Seriously, aren’t my girls stinking cute?
I’m working on being less melancholy. I am. But it’s hard. The last 9 months have been so, so hard. Maybe the hardest of my life. I spent my last, long, miserable winter at an unreasonable latitude. Our first without a mid-winter escape to someplace warm (like Michigan). The coldest we’d seen so far. The longest we’d seen so far. Our first with two small children. Then, right as our Halloween pumpkins began to thaw, my father killed himself. And thus began our travels. 10 days in Michigan to say good-bye and bury him. 10 days back in Alaska to pack/sell/ship/donate/trash everything we owned. Then, nearly 3 weeks to track down our possessions and get them all to Colorado. (Remind me sometime to tell you the story of calling around trying to find our car. It had been abandoned in Seattle by a fraudulent shipping company. Such a funny story.) Then, The Great Job Hunt, looking for an apartment, re-establishing some relationships in Colorado and -whoops!- the Waldo Canyon Fire. We were not in harm’s way, but my family was. So they evacuated to stay with us (in a third party’s house!) while we ferverently refreshed news pages waiting to see if the fire jumped the road and took their house. Now, we’re finishing another stint in Michigan trying to help my mother go through everything my father had owned.
It’s a lot of travel, a lot to ask of a pair of toddlers, and a lot to ask of a marriage. As a testament to our solidarity, we’re doing fine. At the very least, we all still seem to like each other, and I think that’s more than we could have expected had we known what this year was going to look like.
Today, I sit here trying not to scratch flea bites (thank you, stray cat, for getting into the house and dropping off your nasty friends), getting ready to pack my kids back across the country (only one this time!) and finally move them into our home. Ours. We have our own place waiting for us in Denver. We have furniture on the way, 2 jobs accepted and final interviews scheduled for the elusive ‘real’ job. We’re getting there.
I have hope.
Is that all that separates me from my dad? This abstract sense of something good on the horizon? Is that it? This year I committed to being more brazen. I didn’t want to be brash or act without thinking, but I wanted to stop letting the risk of embarrassment or insecurity rule my decisions. I wanted to try things and do things and branch out a little. I wanted to put myself out there in a way that allowed hurt, but also allowed victory. Was that one, silly little commitment the difference between life and death? Between being ruled by my depression and learning to rule my life?

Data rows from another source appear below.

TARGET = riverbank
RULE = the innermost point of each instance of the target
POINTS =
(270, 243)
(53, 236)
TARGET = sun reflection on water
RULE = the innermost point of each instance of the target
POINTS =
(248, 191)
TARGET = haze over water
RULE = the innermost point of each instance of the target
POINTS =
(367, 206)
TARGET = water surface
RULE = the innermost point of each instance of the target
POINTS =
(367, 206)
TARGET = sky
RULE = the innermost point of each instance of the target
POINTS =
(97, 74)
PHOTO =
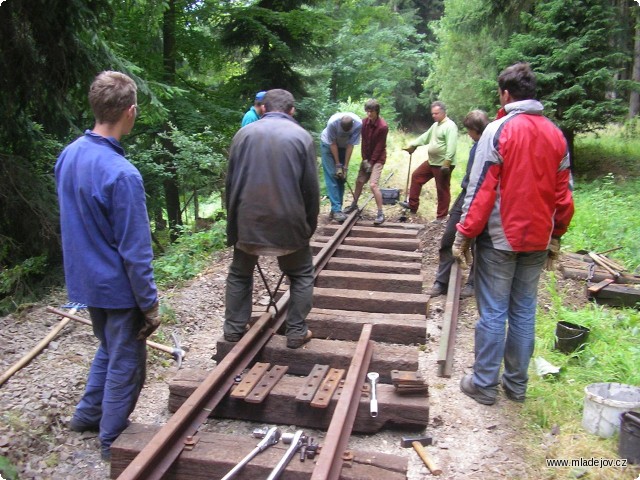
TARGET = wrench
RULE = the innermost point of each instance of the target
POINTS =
(373, 406)
(270, 438)
(286, 458)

Clearly, mental illness and long-standing physical addictions are nothing to wave aside. They played a heavy role in the death of my father and I will forever be watching for them in my own life. But sometimes I can’t help but wonder at the small, quick decisions that forever affect the course of a life.
When I was 18, I was celebrating New Year’s in a hotel room with my boyfriend and some friends of ours. At 11:45, I thought back to how many people I had out-partied that semester, and how many hockey players I could match drink for drink in a night. I thought about the fact that I was young, with a family history of addiction and alcoholism, and that my tolerance was higher than seemed necessary, and that I was only in my first semester of college. And I decided to take a year off. At midnight, I put down my champagne (not even an empty glass) and didn’t drink again for several years. After the first year, it just seemed unnecessary to drink while underage, and once I was of legal drinking age, it just didn’t seem important.

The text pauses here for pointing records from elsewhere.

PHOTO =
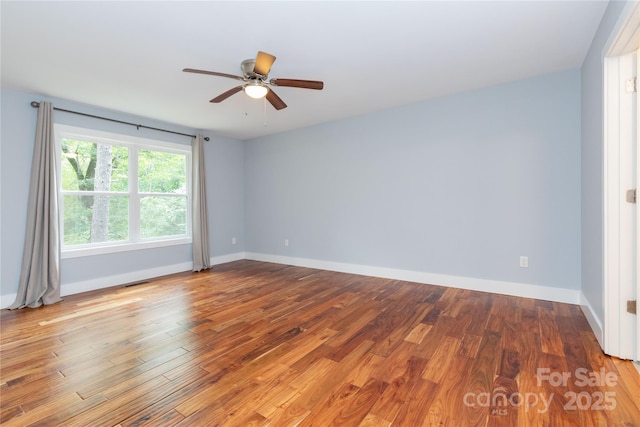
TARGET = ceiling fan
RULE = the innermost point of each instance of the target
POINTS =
(254, 75)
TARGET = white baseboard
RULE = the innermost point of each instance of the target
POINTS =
(548, 293)
(118, 279)
(569, 296)
(593, 320)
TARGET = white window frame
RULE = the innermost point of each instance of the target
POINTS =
(134, 143)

What would my life look like now if I had finished that glass of champagne? Or not taken my impulsive personal challenge seriously? Or forgotten about it the next day? Would I be swimming in booze right now? Would I have graduated from college with a good GPA, finished two AmeriCorps programs, earned a Congressional Award Gold Medal, married, had two children, and traveled to see so much beauty? Would I have walked away from God? Would I be depressed?
I don’t know, and I’m not sure it matters. Being impulsive is not the moral of the story, but neither is learning to see the ways my life could go (or could have gone) horribly wrong. The moral of the story is yet to be determined. Or maybe it’s be grateful. For the times that life has gone wonderfully right. Even when I’m in the midst of the hardest months of my life.